Опустившись на колени и прижимая к груди потерявшего сознание сына, Айвор слышал, как шаман произносит обычным своим голосом знакомые слова обряда:
– Его час пробил, я знаю его имя! – А потом Гиринт совсем другим тоном прибавил: – И да хранят его наши могущественные Боги!
– От чего? – вырвалось у Айвора, хотя он прекрасно понимал, что не должен задавать подобных вопросов.
Гиринт как-то странно покачнулся и повернулся к нему лицом.

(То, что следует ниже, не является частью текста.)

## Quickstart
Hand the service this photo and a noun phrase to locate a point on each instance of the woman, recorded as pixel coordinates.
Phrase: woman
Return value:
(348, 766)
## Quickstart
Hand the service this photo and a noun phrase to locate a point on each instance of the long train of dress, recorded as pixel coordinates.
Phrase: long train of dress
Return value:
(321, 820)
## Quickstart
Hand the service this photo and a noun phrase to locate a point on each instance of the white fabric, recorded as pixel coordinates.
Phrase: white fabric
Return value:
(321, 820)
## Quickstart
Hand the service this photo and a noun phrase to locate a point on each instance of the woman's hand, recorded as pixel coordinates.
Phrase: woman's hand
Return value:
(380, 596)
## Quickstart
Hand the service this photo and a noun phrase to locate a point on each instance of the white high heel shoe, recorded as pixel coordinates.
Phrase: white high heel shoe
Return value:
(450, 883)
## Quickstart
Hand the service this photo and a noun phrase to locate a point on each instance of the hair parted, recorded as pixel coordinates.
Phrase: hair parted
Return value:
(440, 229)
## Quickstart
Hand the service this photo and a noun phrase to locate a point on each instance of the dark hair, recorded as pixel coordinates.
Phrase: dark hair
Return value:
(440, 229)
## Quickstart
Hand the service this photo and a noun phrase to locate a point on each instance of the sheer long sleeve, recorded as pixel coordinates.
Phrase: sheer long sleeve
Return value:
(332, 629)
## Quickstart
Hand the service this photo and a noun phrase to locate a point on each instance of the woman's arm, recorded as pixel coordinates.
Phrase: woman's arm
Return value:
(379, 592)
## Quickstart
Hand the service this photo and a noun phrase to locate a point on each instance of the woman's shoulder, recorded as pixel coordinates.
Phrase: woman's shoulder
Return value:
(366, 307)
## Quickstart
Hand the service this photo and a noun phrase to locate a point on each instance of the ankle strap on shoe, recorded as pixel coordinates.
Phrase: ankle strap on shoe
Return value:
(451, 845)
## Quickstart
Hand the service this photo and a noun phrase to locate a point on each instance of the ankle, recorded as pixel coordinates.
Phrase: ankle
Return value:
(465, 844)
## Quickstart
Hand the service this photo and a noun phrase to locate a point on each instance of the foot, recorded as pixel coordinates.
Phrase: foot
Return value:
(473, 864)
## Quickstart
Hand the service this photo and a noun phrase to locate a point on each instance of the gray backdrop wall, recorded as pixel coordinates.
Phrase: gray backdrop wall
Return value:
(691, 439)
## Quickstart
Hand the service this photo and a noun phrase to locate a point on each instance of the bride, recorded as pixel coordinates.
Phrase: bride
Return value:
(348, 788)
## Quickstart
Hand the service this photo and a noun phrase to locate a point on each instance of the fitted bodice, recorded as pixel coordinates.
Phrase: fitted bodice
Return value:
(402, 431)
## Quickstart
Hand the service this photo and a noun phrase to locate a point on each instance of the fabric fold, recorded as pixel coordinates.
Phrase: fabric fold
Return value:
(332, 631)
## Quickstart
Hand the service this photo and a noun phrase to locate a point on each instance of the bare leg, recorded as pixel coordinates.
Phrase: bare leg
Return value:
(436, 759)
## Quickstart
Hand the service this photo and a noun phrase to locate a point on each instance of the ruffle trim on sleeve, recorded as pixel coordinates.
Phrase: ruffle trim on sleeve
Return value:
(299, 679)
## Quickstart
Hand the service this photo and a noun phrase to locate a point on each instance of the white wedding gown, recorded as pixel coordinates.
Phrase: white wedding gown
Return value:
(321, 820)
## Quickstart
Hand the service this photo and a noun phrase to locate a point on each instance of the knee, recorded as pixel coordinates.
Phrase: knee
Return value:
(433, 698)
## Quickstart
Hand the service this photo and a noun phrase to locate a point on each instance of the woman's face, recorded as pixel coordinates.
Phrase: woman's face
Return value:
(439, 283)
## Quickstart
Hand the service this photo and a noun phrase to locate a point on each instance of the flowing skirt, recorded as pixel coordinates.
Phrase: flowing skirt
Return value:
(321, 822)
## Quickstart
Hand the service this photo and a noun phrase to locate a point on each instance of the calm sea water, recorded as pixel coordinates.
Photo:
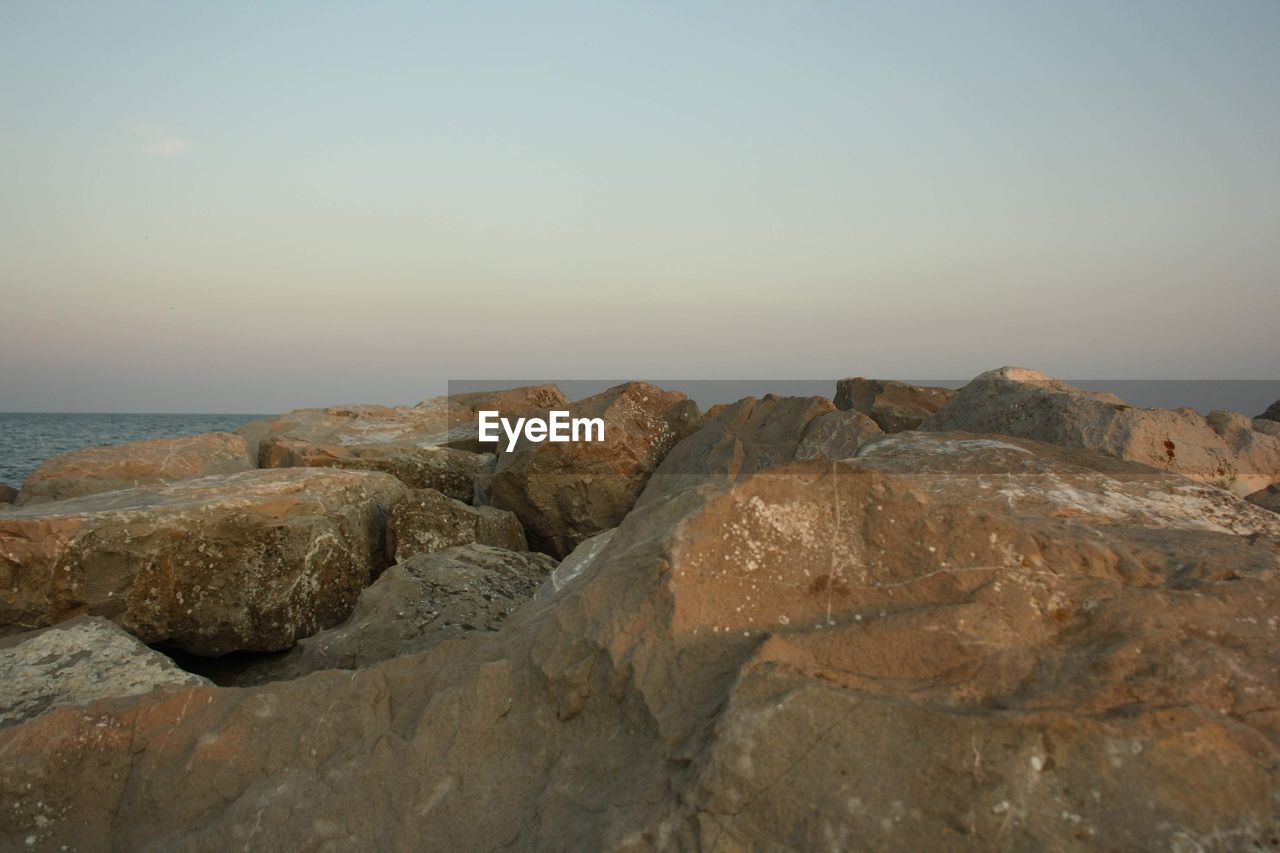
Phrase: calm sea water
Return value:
(30, 438)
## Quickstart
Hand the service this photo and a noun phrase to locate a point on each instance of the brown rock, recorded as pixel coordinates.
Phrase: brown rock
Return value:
(122, 466)
(567, 492)
(444, 469)
(895, 406)
(237, 561)
(836, 436)
(1022, 402)
(426, 521)
(743, 438)
(415, 605)
(440, 422)
(950, 642)
(77, 662)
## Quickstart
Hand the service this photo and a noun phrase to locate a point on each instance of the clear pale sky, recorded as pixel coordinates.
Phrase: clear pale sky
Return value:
(256, 206)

– Я бы непременно сказал это тебе, старый дружище, если б мог. Но признаюсь: я этого и сам не знаю! Он ушел так далеко, что даже небеса над ним стали иными.
Айвор с трудом проглотил стоявший в горле комок.
– А хорошо ли это? – осторожно спросил он шамана, которому полагалось знать подобные вещи. – Хорошо ли это, Гиринт?
Старик долго, слишком долго молчал, а потом повторил:
– Ему дано было увидеть нечто великое! – Но не этих слов ждал от него Айвор. И он посмотрел на Табора, такого худенького и легкого, почти невесомого, и еще крепче сжал его в своих объятиях. Загорелая гладкая кожа, прямой нос, высокий чистый лоб, густые каштановые волосы, еще недостаточно длинные, чтобы их можно было стянуть на затылке… Почему-то у Табора волосы всегда были удивительно непослушными, думал Айвор
– Ах, сынок, – прошептал он, принимаясь баюкать Табора, как делал это когда-то – совсем не так уж и давно.